It's 1932. You need to find a way to get from New York to Los Angeles in a timely fashion without totally breaking the bank. What do you do? Fly American Airways Inc of course. A "coast-to-coast" ticket - that includes an initial train ride to Cleveland or Columbus - costs $155. Long, comfortable seats, a "delicious dinner" and refreshments await you.
Fast forward 76 years and a one-way New York-Los Angeles flight on American Airlines, with a little dexterity, can be purchased for as low as - drum roll please - $146 if booked far enough in advance.
So how can airline ticket prices not have changed in nearly 80 years when the price of everything else has? That's the rather astute question posed by American Airlines' pilots union, the Allied Pilots Association (APA), in its latest private message to membership.
Using the government's inflation calculator, $100 in 1932 would be an equivalent of $1,597 today, notes the APA, which is calling to task management's claim that the price of oil is to blame for the industry's current woes.

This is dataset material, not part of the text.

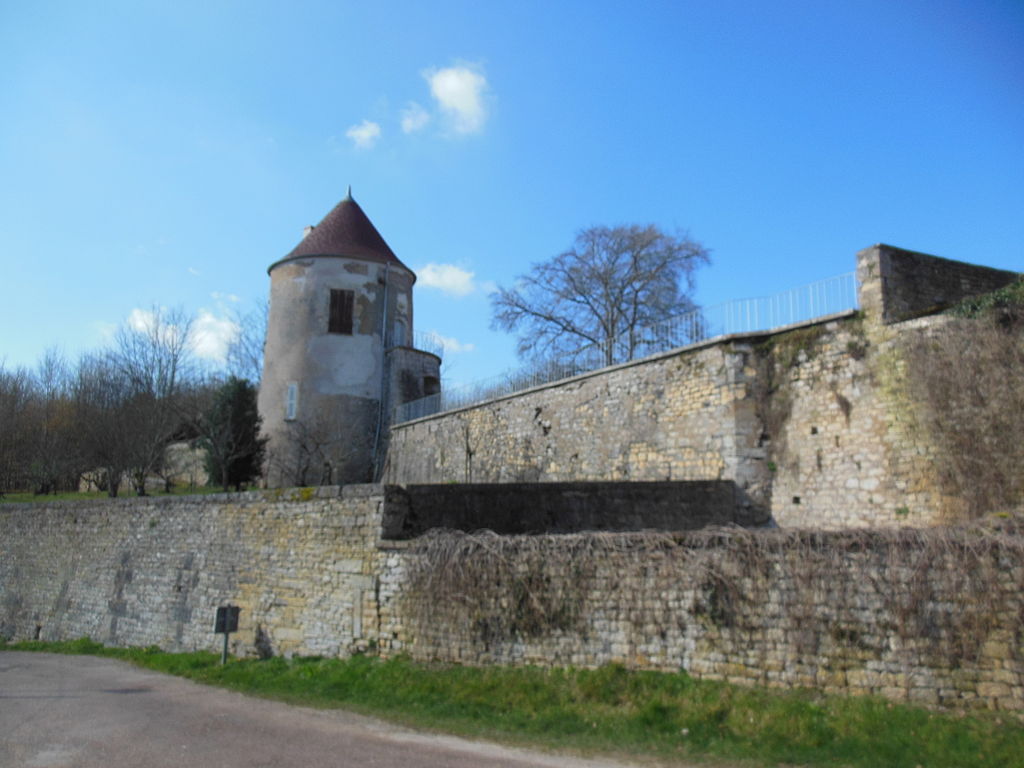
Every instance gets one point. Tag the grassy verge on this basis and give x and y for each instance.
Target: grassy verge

"Even former AMR CEO Robert Crandall has recognized this flaw by airline managements. Since this past spring, Crandall has appeared on numerous cable news programs and print interviews pointing out that airlines struggled when oil was $20 a barrel, $50 a barrel and now at more than $120 per barrel," says the APA.
"He recognizes that the problem isn't fuel costs, or labour costs, or any other cost - it's the continuing devaluation of ticket prices as the price of everything else increases."
That's why the APA insists it has "drawn a line in the sand" with its latest contract proposal. And it ain't budging. Theirs might just be the ticket to ride.